This is stolen borrowed from a recent article in the Examiner of nearby Salt Lake. I just found it so hilarious that I needed to share it.
The 50 Best Author vs. Author Put Downs of All time
“With the single exception of Homer, there is no eminent writer, not even Sir Walter Scott, whom I can despise so entirely as I despise Shakespeare….” – George Bernard Shaw
“Every time I read [Jane Austen’s] ‘Pride and Prejudice,’ I want to dig her up and hit her over the skull with her own shin-bone.” – Mark Twain
“If it were thought that anything I wrote was influenced by Robert Frost, I would take that particular work of mine, shred it, and flush it down the toilet, hoping not to clog the pipes.” – James Dickey
“I can’t read ten pages of [John] Steinbeck without throwing up.” – James Gould Cozzens
1. Ernest Hemingway, according to Vladimir Nabokov (1972)
As to Hemingway, I read him for the first time in the early ‘forties, something about bells, balls and bulls, and loathed it.
2. Miguel Cervantes’ Don Quixote, according to Martin Amis (1986)
Reading Don Quixote can be compared to an indefinite visit from your most impossible senior relative, with all his pranks, dirty habits, unstoppable reminiscences, and terrible cronies. When the experience is over, and the old boy checks out at last (on page 846 — the prose wedged tight, with no breaks for dialogue), you will shed tears all right; not tears of relief or regret but tears of pride. You made it, despite all that ‘Don Quixote’ could do.
3. John Keats, according to Lord Byron (1820)
Here are Johnny Keats’s p@# a-bed poetry…There is such a trash of Keats and the like upon my tables, that I am ashamed to look at them.
4. Edgar Allan Poe, according to Henry James (1876)
An enthusiasm for Poe is the mark of a decidedly primitive stage of reflection.
5. John Updike, according to Gore Vidal (2008)
I can’t stand him. Nobody will think to ask because I’m supposedly jealous; but I out-sell him. I’m more popular than he is, and I don’t take him very seriously…oh, he comes on like the worker’s son, like a modern-day D.H. Lawrence, but he’s just another boring little middle-class boy hustling his way to the top if he can do it.
6. William Shakespeare’s A Midsummer Night’s Dream, according to Samuel Pepys (1662)
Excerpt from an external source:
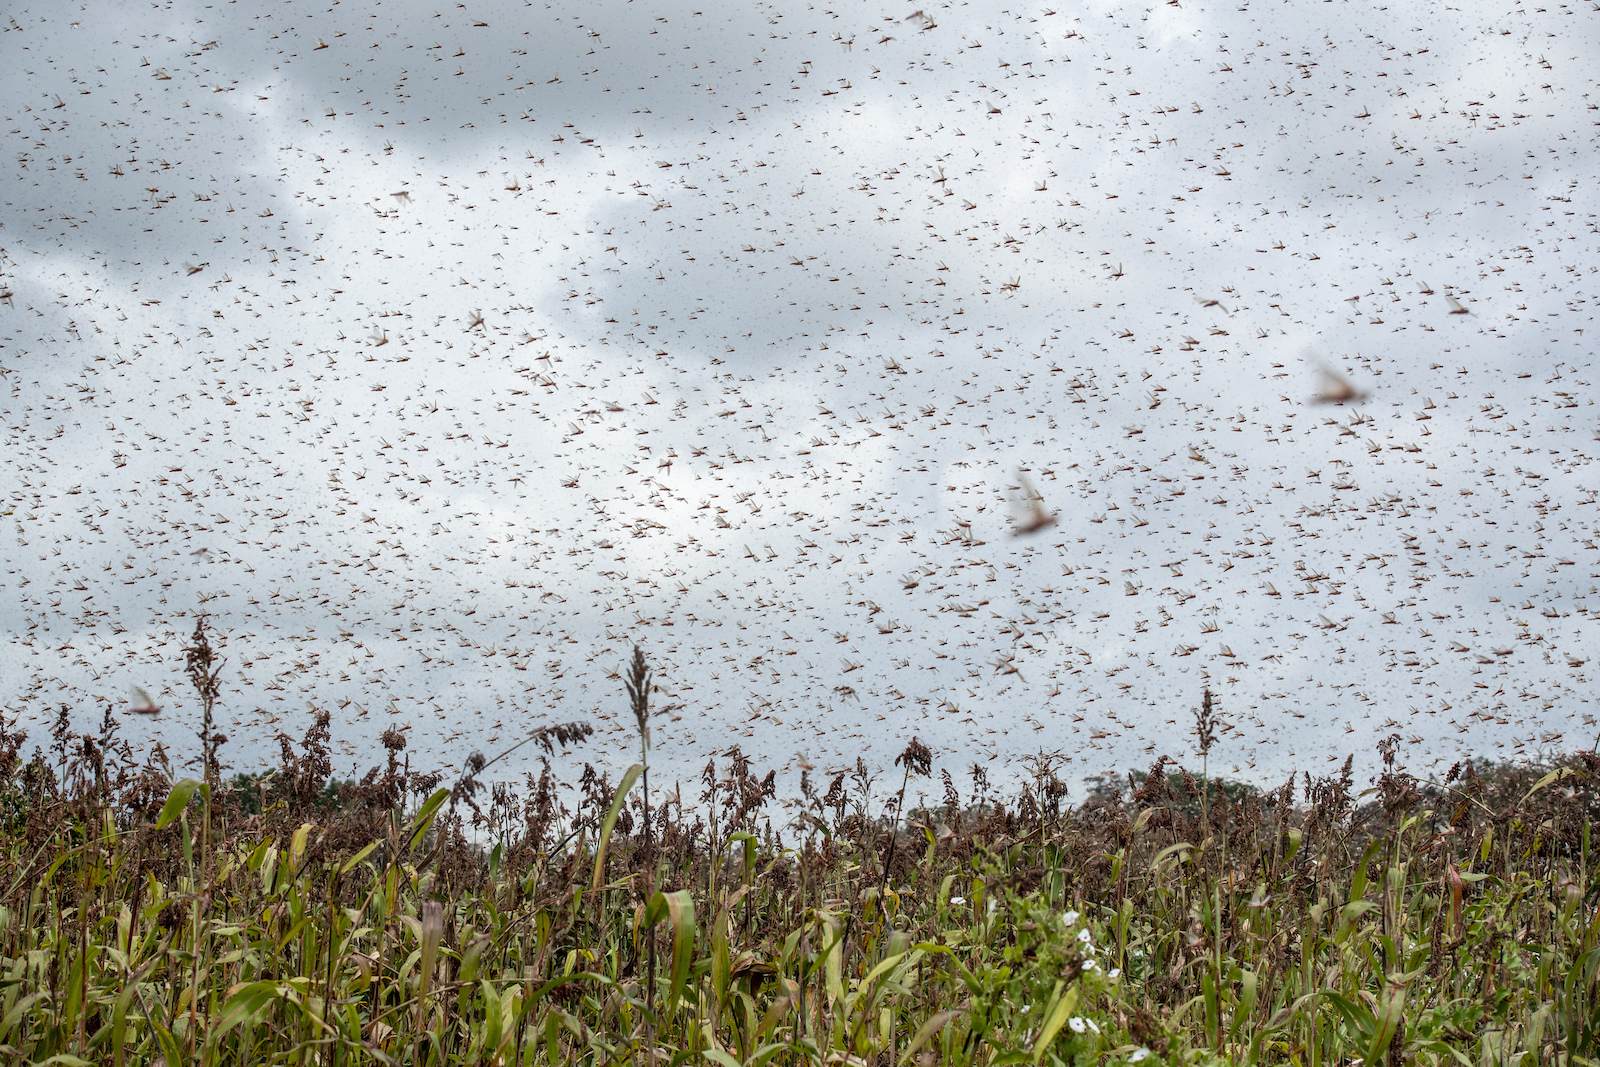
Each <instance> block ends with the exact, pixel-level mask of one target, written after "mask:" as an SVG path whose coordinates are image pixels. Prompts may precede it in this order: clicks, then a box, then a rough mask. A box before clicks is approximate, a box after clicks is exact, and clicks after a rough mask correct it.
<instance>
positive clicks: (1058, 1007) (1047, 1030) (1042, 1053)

…we saw ‘Midsummer Night’s Dream,’ which I had never seen before, nor shall ever again, for it is the most insipid ridiculous play that ever I saw in my life.
7. Edward Bulwer-Lytton, according to Nathaniel Hawthorne (1851)
Bulwer nauseates me; he is the very pimple of the age’s humbug. There is no hope of the public, so long as he retains an admirer, a reader, or a publisher.
Read the whole thing if you want to…
As for me, I think there’s a valuable lesson to be learned here. And that is, “Hater’s hate. Losers lose. Winners usually win for a reason, and the truly classy only criticize the living.”